44. Since this fact is not in dispute, it follows that Mr Pillay heard only Ms Ngubelanga’s version. The reason I asked Mr Bejanath to call Mr Pillay was that he, curiously upheld the decision of the SGB despite none of its members having attended. What could have been the basis and logic of deciding in favour of a party which, without even the courtesy of an apology failed to attend the grievance hearing. After asking Mr Bejanath a few times to call Mr Pillay, he finally, reluctantly agreed.

45. However, without any explanation, he changed his mind and said he had closed his case and was no longer calling Mr Pillay. I expressed a negative inference at this sudden change of heart but Mr Bejanath had made up his mind. Therefore, the respondent has failed to discharge this onus. On that basis, I find that Mr Pillay’s decision to uphold the SGB’s recommendation was arbitrary as he had not heard its oral submissions.
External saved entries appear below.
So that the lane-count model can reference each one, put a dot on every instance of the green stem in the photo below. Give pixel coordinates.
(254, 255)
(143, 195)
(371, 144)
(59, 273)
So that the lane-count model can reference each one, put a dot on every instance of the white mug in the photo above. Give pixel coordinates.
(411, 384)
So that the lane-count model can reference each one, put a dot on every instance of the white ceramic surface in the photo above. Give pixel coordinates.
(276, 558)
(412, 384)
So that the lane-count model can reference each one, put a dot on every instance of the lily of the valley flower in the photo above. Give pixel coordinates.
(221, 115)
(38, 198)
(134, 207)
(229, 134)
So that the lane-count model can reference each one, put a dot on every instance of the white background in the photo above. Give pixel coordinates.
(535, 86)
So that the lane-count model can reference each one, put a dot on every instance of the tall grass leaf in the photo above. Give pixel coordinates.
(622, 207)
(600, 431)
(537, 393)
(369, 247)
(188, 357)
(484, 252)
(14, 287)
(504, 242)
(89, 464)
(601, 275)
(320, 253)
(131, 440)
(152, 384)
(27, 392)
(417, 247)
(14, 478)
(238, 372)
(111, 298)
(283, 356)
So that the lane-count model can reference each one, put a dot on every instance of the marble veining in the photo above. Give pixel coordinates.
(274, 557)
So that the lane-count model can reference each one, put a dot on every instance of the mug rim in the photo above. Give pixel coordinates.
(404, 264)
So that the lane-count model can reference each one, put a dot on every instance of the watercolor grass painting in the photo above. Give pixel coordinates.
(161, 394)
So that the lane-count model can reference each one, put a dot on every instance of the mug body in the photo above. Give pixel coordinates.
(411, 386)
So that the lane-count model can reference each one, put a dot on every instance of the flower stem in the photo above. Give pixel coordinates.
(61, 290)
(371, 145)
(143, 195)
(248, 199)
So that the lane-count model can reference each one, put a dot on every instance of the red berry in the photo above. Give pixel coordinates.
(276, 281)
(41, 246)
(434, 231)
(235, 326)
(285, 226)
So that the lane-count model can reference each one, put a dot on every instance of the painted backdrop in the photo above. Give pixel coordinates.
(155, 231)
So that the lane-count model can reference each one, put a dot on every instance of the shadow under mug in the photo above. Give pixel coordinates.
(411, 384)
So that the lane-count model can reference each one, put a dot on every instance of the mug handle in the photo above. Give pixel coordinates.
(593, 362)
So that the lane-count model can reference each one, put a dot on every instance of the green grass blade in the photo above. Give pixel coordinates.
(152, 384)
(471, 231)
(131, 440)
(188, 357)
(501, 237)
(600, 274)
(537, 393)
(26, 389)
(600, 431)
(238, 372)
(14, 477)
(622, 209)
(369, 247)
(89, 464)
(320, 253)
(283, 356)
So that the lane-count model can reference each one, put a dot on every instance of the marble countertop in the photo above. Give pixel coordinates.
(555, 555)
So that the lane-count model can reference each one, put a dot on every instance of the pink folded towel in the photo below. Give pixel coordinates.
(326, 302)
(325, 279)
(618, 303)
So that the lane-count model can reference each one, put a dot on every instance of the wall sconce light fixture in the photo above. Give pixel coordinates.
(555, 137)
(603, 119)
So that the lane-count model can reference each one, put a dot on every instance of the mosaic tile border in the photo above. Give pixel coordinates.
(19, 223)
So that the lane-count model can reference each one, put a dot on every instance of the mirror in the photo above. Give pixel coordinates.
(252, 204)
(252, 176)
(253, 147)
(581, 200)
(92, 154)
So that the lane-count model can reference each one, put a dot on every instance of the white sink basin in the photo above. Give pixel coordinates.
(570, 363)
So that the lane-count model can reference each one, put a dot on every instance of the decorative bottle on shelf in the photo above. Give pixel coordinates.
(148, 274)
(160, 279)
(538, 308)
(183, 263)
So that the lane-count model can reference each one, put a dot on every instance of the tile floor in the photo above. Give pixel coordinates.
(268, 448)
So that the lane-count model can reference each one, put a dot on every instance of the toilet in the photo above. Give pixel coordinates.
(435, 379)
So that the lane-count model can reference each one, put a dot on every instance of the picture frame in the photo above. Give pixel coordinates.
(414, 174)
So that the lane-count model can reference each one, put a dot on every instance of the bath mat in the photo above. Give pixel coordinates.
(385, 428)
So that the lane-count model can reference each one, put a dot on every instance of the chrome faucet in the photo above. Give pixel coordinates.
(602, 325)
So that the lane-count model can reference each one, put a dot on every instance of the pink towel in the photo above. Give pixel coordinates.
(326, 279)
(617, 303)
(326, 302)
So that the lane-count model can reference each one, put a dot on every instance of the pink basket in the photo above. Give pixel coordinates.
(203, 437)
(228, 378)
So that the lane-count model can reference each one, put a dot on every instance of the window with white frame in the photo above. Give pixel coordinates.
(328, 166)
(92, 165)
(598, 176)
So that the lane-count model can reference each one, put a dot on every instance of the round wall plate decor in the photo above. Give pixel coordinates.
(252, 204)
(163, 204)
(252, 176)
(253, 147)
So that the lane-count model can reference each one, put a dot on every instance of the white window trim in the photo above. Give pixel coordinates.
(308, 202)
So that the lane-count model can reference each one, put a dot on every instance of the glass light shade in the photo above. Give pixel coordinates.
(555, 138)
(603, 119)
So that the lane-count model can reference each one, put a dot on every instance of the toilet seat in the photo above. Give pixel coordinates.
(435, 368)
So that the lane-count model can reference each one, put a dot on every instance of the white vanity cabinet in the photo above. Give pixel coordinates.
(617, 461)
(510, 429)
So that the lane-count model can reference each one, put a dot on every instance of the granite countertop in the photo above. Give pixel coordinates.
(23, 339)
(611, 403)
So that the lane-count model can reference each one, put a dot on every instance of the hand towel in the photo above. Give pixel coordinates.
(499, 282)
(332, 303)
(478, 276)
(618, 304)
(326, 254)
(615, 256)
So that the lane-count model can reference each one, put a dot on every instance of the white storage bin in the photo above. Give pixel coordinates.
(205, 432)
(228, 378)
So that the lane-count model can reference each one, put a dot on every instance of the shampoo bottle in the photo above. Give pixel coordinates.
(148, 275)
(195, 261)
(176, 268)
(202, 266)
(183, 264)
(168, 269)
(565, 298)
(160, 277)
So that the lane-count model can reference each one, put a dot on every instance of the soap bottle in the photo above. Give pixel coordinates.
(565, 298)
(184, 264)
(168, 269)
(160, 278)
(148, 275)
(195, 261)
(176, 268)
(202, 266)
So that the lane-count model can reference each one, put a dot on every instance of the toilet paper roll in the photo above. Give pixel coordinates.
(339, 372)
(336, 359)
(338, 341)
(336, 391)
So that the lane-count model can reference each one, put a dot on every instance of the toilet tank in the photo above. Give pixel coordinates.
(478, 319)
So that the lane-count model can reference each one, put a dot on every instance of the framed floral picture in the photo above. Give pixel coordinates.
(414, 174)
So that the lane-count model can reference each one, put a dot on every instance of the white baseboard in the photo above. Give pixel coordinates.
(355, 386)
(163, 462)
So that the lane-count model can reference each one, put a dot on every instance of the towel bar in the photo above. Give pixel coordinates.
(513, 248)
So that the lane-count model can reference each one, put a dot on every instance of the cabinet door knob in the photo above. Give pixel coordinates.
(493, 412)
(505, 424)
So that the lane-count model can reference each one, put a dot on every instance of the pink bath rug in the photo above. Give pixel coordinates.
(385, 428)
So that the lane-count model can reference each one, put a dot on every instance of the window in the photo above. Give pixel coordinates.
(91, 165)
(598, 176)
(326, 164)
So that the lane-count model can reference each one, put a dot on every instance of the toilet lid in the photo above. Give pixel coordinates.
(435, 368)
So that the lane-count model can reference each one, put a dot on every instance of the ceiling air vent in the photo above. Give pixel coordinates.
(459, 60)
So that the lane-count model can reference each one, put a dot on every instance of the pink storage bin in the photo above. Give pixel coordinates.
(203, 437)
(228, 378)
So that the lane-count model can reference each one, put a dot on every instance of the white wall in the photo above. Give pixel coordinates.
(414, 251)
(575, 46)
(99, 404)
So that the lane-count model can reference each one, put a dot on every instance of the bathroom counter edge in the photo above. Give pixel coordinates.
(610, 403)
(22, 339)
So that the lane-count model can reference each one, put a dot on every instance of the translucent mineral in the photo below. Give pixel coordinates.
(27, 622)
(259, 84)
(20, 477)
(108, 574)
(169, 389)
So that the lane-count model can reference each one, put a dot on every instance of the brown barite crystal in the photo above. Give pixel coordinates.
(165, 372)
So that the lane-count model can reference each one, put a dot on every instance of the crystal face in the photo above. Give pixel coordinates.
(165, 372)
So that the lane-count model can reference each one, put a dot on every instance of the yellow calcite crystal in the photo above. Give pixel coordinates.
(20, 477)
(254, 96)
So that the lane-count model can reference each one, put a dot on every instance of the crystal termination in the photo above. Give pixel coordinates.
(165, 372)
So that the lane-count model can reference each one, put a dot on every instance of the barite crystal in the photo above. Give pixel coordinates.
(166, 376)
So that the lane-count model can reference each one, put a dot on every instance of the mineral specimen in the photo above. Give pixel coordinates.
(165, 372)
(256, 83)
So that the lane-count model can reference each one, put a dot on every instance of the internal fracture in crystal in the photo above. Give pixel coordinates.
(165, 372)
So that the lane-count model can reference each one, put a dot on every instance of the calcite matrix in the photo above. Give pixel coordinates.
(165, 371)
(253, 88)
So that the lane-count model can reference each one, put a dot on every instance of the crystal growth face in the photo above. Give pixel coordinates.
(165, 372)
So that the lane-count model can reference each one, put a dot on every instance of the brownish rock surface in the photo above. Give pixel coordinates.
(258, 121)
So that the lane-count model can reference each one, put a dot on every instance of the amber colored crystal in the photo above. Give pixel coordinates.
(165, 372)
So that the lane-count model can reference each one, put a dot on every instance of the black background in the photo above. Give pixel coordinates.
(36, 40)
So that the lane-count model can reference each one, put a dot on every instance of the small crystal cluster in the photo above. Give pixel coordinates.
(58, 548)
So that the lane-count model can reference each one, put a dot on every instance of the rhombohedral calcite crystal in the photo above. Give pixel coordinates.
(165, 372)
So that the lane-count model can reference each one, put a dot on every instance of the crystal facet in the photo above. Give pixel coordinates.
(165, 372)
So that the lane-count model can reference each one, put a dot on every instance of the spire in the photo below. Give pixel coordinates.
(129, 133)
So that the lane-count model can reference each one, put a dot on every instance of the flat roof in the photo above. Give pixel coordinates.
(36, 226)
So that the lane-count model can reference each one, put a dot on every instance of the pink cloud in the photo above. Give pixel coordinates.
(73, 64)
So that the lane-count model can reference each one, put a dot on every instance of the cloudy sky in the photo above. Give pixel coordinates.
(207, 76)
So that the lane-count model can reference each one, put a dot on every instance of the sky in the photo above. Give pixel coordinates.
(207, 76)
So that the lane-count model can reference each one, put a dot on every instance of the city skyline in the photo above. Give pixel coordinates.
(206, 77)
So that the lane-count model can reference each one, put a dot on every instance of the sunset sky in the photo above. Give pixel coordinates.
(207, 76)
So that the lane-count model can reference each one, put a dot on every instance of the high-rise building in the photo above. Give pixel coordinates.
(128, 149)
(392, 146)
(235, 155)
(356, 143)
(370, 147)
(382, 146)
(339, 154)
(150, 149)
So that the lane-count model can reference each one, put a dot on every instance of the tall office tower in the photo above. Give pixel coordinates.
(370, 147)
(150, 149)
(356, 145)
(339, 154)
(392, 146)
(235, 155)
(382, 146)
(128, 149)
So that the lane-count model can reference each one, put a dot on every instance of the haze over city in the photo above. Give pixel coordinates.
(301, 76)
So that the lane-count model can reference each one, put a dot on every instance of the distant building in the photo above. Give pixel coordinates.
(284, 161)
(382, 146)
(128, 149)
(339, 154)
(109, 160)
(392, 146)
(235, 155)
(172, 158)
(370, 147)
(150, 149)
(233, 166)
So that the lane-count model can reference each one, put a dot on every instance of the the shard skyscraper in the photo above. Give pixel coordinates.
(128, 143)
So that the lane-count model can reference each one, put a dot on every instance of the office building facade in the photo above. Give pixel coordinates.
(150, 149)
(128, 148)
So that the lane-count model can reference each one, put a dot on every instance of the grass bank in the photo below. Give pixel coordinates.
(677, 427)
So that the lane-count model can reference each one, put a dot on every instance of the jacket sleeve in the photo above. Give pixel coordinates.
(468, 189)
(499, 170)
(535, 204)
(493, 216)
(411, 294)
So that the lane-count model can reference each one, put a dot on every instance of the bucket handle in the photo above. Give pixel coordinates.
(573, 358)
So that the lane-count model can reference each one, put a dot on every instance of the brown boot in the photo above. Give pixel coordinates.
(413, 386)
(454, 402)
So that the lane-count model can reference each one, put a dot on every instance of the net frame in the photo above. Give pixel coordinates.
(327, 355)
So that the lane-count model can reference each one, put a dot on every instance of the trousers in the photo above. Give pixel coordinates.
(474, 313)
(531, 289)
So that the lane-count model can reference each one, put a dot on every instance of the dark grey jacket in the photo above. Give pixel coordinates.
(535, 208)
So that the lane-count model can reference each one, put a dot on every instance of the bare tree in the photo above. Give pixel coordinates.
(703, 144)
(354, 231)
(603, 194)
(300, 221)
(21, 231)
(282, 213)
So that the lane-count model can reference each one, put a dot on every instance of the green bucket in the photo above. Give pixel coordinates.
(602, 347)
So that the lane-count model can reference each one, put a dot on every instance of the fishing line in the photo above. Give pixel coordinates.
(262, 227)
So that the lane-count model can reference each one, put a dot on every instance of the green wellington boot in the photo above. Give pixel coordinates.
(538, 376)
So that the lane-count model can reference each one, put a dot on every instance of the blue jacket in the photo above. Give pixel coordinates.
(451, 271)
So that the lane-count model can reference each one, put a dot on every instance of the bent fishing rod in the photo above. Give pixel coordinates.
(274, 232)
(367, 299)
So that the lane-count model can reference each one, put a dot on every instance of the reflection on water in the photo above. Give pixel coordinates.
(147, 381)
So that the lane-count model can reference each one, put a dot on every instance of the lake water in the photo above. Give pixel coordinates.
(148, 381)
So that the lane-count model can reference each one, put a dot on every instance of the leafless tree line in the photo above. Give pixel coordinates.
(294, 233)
46. The respondents further alleged “Mr Commissioner before any relief is considered one must consider the effect the relief is going to have on the school the learners and the Department of Education”. When Mr Hadebe dismissed the Commissioner’s advice to conciliate, he knew about the effects an award is going to have on the respondent and learners in particular. The factors mentioned above demonstrate that the applicant was hosted in an unwelcoming interview environment based on how the Ms Mbhele treated her.

47. Further, the undue meddling of Mr Dlamini in training the SGB deserves absolute condemnation. Based on the above factors, I find that committed unfair labour practice during the applicant’s interview session.

I accordingly make the following award:
48. The first respondent, Department of Education committed unfair labour practice against the applicant, Ms Vuyiswa Ngubelanga.

49. The appointment of the second respondent, Mrs Ntombencane Ndlovu is hereby set aside. The first respondent is ordered to repeat the recruitment and selection process from the interview stage.

50. The respondent shall invite only the candidates who participated in the interview process to the second interview.

51. Naturally, the interview panel is expected to conduct the interviews with integrity in an even handed manner towards all the candidates.